Impact of polyelectrolyte complex layer on the stability of palm oil multiple emulsions encapsulating a water-soluble compound during heating, cooling, and storage processes

The effect of an interfacial polyelectrolyte complex layer on the stability of multiple water-in-oil-in-water (W/O/W) emulsions containing palm oil (oil phase) was investigated. Monodisperse W/O/W emulsions prepared by primary ultrasonic emulsification using polyglycerin polycondensed ricinoleic acid ester as an oil-soluble emulsifier followed by secondary microchannel emulsification contained multiple sodium caseinate-stabilized droplets with a mean diameter of 44 μm. The multiple droplets containing palm oil maintained their diameter at 60 °C for a minimum of 24 h, whereas significant aggregation of the multiple droplets, with a partially crystallized palm oil phase, was observed below its crystallization temperature (∼27 °C).
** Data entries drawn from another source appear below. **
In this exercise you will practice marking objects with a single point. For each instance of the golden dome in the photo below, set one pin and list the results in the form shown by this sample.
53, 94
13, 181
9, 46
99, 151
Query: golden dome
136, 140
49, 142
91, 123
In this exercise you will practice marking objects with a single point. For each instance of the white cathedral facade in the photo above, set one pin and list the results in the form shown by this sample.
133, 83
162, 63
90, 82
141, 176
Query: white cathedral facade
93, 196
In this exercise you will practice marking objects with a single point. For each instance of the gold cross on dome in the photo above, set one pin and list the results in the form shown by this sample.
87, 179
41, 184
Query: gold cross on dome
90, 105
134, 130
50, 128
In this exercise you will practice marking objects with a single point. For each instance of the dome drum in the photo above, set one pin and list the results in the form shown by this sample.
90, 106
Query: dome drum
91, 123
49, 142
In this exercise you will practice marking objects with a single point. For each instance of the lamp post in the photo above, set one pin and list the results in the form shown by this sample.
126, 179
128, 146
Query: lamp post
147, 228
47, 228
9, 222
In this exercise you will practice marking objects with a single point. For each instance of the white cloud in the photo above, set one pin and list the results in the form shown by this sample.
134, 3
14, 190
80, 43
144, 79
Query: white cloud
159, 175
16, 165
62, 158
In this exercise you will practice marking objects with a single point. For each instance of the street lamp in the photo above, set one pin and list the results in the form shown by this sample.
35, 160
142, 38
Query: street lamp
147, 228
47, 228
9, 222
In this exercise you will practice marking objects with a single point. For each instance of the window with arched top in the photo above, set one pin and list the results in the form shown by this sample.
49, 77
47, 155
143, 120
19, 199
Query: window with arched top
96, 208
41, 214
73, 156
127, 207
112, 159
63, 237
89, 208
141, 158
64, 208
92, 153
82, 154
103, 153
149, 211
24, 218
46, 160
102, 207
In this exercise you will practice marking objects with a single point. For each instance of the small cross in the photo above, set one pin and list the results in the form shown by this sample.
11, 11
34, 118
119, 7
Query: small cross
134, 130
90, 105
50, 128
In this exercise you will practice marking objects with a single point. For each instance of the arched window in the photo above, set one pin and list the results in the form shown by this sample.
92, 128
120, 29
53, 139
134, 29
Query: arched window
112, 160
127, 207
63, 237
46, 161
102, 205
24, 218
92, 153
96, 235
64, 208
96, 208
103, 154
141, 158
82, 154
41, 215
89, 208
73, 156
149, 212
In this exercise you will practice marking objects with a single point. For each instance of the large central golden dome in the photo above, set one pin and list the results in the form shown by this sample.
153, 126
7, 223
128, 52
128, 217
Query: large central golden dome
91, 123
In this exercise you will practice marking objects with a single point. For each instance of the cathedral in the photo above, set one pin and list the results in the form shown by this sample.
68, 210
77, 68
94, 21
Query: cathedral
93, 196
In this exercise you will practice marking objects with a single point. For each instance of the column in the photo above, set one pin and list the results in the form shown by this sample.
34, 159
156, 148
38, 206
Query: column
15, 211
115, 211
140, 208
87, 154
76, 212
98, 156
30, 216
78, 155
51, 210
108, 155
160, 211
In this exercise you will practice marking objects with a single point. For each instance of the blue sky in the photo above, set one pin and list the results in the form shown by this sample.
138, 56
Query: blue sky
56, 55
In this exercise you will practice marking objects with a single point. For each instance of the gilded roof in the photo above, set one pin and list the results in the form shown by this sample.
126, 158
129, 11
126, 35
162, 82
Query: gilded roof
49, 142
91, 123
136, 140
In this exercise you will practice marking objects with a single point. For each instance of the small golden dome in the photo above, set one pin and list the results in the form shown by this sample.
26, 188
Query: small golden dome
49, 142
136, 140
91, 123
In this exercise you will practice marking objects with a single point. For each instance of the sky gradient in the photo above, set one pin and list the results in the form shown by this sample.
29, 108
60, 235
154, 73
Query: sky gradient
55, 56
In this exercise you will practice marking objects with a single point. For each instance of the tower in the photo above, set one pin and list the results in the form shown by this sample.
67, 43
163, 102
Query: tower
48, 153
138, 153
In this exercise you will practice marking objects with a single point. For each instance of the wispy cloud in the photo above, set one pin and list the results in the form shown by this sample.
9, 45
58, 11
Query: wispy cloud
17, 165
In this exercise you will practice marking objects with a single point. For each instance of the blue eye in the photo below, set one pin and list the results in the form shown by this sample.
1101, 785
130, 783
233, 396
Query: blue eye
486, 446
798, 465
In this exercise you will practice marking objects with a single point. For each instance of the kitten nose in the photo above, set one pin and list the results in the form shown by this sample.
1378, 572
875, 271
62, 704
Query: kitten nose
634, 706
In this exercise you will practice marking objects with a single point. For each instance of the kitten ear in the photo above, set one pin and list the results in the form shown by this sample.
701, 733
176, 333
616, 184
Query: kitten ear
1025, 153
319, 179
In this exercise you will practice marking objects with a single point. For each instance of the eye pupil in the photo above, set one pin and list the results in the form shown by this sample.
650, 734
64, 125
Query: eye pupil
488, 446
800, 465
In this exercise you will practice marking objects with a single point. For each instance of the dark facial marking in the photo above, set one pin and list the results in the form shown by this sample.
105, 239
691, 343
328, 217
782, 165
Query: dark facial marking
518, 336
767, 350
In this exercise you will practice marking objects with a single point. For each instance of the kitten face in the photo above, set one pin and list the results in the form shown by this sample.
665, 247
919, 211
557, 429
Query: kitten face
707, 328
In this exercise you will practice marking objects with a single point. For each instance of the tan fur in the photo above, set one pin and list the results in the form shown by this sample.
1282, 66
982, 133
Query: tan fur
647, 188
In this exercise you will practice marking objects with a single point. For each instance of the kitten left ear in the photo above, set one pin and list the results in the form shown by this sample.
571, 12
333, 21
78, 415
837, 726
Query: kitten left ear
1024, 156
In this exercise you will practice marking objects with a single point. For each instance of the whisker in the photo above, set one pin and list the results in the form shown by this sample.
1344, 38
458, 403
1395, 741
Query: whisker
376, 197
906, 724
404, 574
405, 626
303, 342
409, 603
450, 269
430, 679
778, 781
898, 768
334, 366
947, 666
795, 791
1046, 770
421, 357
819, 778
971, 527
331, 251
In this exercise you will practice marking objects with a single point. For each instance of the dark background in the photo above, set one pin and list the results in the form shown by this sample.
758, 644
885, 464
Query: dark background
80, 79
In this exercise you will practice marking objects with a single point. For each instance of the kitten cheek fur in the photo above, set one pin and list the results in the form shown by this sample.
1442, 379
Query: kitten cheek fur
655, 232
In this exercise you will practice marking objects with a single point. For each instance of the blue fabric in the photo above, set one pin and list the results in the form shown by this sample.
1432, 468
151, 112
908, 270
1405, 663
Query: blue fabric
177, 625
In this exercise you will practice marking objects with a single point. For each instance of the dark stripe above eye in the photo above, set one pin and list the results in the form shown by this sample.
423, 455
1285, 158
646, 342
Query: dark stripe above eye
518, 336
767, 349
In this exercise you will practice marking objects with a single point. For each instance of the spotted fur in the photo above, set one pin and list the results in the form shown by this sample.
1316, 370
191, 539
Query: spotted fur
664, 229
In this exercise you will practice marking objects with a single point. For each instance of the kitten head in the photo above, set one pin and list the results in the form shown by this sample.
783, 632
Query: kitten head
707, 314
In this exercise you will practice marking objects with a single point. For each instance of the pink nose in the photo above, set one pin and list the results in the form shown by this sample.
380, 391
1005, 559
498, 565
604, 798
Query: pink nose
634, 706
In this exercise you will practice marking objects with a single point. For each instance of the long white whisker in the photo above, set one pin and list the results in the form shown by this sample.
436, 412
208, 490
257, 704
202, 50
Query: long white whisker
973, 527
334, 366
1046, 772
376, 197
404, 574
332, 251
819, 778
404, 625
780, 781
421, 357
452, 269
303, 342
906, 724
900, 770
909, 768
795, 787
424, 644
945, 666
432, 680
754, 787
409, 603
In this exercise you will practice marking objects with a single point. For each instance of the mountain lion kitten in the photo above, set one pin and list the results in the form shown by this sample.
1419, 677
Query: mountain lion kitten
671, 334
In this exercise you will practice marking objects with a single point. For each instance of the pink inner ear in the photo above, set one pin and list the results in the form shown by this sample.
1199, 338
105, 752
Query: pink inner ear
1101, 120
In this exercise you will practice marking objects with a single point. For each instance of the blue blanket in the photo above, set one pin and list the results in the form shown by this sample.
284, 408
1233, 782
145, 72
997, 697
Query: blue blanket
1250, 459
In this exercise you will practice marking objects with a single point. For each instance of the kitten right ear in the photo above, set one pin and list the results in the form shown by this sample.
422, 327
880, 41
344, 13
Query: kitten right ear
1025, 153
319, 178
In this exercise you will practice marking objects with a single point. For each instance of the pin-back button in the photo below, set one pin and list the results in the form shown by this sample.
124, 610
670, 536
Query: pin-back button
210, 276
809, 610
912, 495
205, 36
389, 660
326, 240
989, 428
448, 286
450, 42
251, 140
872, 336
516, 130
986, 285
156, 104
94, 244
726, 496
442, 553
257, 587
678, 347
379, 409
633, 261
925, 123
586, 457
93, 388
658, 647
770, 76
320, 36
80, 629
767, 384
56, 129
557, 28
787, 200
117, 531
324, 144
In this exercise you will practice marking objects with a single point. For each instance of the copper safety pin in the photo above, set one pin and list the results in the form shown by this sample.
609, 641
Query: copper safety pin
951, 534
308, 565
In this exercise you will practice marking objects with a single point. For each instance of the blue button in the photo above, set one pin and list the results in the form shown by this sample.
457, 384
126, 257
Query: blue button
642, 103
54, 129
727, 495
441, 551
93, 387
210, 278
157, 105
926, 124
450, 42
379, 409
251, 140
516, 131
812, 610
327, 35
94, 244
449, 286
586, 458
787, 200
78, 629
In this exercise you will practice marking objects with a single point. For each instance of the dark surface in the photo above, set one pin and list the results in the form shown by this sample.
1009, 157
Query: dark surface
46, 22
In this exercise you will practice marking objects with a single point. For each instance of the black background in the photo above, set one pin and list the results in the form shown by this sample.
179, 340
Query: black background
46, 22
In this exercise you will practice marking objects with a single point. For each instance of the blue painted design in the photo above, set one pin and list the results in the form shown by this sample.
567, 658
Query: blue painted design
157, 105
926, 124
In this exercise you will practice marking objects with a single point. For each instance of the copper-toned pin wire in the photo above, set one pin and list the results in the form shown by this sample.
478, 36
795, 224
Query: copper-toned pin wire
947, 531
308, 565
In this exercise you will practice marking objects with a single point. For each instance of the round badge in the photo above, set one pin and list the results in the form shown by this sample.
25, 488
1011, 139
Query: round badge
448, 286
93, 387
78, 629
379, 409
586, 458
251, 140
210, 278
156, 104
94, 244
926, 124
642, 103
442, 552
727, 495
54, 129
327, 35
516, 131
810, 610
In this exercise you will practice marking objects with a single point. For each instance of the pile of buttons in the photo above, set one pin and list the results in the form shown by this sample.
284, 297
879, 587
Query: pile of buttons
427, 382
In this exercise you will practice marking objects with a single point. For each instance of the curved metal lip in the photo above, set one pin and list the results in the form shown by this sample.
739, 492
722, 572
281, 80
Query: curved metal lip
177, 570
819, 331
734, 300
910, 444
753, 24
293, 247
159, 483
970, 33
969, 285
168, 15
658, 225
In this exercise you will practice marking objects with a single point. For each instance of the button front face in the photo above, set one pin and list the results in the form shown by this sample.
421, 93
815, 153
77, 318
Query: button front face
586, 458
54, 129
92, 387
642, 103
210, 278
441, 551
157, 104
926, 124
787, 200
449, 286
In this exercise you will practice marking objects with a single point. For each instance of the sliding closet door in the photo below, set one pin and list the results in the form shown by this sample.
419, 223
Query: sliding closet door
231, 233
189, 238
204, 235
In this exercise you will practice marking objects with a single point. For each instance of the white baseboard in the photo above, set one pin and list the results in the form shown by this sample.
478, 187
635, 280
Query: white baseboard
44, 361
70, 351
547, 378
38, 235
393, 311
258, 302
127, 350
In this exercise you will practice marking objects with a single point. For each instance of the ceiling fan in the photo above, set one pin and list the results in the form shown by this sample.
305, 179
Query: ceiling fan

The formation of a chitosan-sodium caseinate complex layer by the electrostatic interaction of positively charged chitosan with negatively charged sodium caseinate at the oil–water interface could suppress the aggregation of the multiple droplets, even below the crystallization temperature of palm oil. Calcein, a water-soluble fluorescent dye, was stably encapsulated for a month with a high entrapment yield at 25 °C with a chitosan-sodium caseinate complex layer, although without the complex layer, it leaked to the external water phase within a day. The W/O/W emulsion with the polyelectrolyte complex layer improved both the droplet dispersibility and encapsulation efficiency of the multiple droplets during heating at 80 °C, followed by cooling at 25 °C. Polarized microscopic observations indicated that the chitosan-sodium caseinate complex layer affected the crystallization of palm oil in multiple droplets: partial crystallization of palm oil in the multiple droplets may be delayed by the presence of the polyelectrolyte complex layer at the oil–water interface.